For mythology, Edith Hamilton’s Mythology is short enough that beginners can start by reading this book. Just familiarize yourself with the stories at first. Then, start reviewing study guides and memorizing names. Use whatever method you learn from the best and test your memory often. Some students like Quizlet, while others like spaced repetition, using apps such as Anki. As you progress, read Morford’s Classical Mythology, followed by
Ovid’s Metamorphoses. Also, don’t forget about the epics - Aeneid, Iliad, and Odyssey. Certamen summaries and character lists for these are available online, including excellent guides by Nikhil Ranjan.
Latin Literature is a huge topic, and it takes most people more than one year to become an expert. Since there are no dedicated Latin Literature questions in Certamen until the Advanced level, students could start early, prepping for written tests at State or Nationals at the Novice or Intermediate level. Start by learning about 25 authors' names, their dates and cities of birth, dates and circumstances for their death, and at least one major work for each. Progress from there by studying one genre at a time, so you can group authors and their patrons. Next, use short study guides, such as the FJCL Regional Study Guide or the CSK. Learn everything on these guides before progressing to comprehensive study guides such as Ketan Ramakrishnan’s guide. Finally, read selected sections of source books and primary sources.

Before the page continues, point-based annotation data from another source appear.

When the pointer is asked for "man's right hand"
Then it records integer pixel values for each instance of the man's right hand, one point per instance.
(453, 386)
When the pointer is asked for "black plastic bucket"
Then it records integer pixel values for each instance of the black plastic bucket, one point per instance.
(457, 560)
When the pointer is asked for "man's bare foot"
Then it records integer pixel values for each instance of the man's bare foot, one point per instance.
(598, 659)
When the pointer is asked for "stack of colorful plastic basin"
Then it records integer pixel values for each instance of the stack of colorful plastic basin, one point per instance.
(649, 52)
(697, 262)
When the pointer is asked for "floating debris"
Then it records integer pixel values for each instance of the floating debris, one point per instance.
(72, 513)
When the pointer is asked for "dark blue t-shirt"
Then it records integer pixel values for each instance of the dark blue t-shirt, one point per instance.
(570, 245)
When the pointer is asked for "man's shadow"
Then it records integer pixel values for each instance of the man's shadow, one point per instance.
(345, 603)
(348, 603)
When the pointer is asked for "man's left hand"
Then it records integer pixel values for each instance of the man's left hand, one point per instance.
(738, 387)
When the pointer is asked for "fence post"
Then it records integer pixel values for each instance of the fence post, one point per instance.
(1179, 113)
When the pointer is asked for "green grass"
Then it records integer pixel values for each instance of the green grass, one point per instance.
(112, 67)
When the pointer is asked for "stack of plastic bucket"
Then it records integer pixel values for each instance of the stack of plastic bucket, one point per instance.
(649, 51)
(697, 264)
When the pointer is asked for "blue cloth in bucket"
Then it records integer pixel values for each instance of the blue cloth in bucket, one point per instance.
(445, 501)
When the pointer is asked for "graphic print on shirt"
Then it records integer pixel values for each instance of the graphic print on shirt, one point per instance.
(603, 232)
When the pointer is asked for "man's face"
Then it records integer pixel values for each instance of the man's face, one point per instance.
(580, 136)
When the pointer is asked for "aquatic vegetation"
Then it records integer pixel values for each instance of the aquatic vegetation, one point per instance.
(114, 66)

If you decide to pursue Roman Life, start with study guides such as the CSK and the FJCL Regional Study Guide. Then move on to reading Harold Johnston’s Private Life of the Romans. As with most of the source books, it is available for free online through the NJCL website and other sources.
Every player and every coach will likely have their own variation on the above recommendations, but having played and coached for a long time, I hope you find this guidance helpful. Jump in, play in a tournament, (especially while they are still on Zoom and you don’t have to travel), connect with others, and have fun! Perhaps the best part of today’s game is that so many people share their ideas, recommendations, and materials - on the Facebook Competitive Certamen Group, on Quizlet, over Discord, and in a number of other ways. If you do what you enjoy, commit yourself to studying throughout the year, and take advantage of all the JCLove around Certamen, you will hopefully find that what starts as memorizing facts can lead to a lifelong love for classics. It certainly did for me.